Karur Vysya Bank shares have returned more than 75% since January. The shares are well poised to return a 100% in toto, according to research firms HDFC Securities and Angel Broking.
Karur Vysya Bank shares have returned more than 75% since January. The shares are well poised to return a 100% in toto, says Angel Broking. The research firm has a target of Rs 180 on the shares, implying an upside of more than 25% from the current price of Rs 143. Angel Broking says that loan growth is likely to pick up after a sluggish FY17. Further, lower credit cost will help the company to increase its Net Profit. “Increasing share of CASA will help in NIM improvement,” said the firm in a note.

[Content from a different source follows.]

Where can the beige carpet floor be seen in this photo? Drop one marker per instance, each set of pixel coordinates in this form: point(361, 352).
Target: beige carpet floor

HDFC Securities has advised the investors to buy the stock with a target price of Rs 181. According to HDFC Securities, Karur Vysya Bank has consistently maintained comfortable capital adequacy, backed by regular capital infusion through rights issues and moderate internal accruals. HDFC Securities says that slippages should decline going forward, as the bank has already restructured a major portion of troubled assets.
Pointing to the strengths of the company, HDFC Securities says that, with a shift in focus to Retail/SME lending, loan growth is expected to pick up. Further, lower credit costs would ensure higher growth in PAT and improvement in return ratios for Karur Vysya Bank. HDFC Securities believes that the new MD Mr P R Seshadri, who comes from CITI Bank, could bring in fresh insights and strategies to boost Net Interest Income and fee income.
In its recent report, pointing to the concerns of the bank, HDFC Securities noted that the bank has high geographic concentration as it derives more than half of its business from its branches located in the state of Tamil Nadu. Any change in the socio-political scenario or a natural calamity could impact its borrowers and worsen the asset quality, says the firm.
Further, the research firm says that the bank is likely to face greater competitive intensity as it looks to expand its retail footprint even as this might impact its fee income. “Deterioration in asset quality NPA of the bank have increased significantly in the past 2 years. Any further deterioration in asset quality could result in higher provisioning requirements leading to lower profitability,” observes the report. Notably, the shares have corrected by more than 2.5% in the last one month.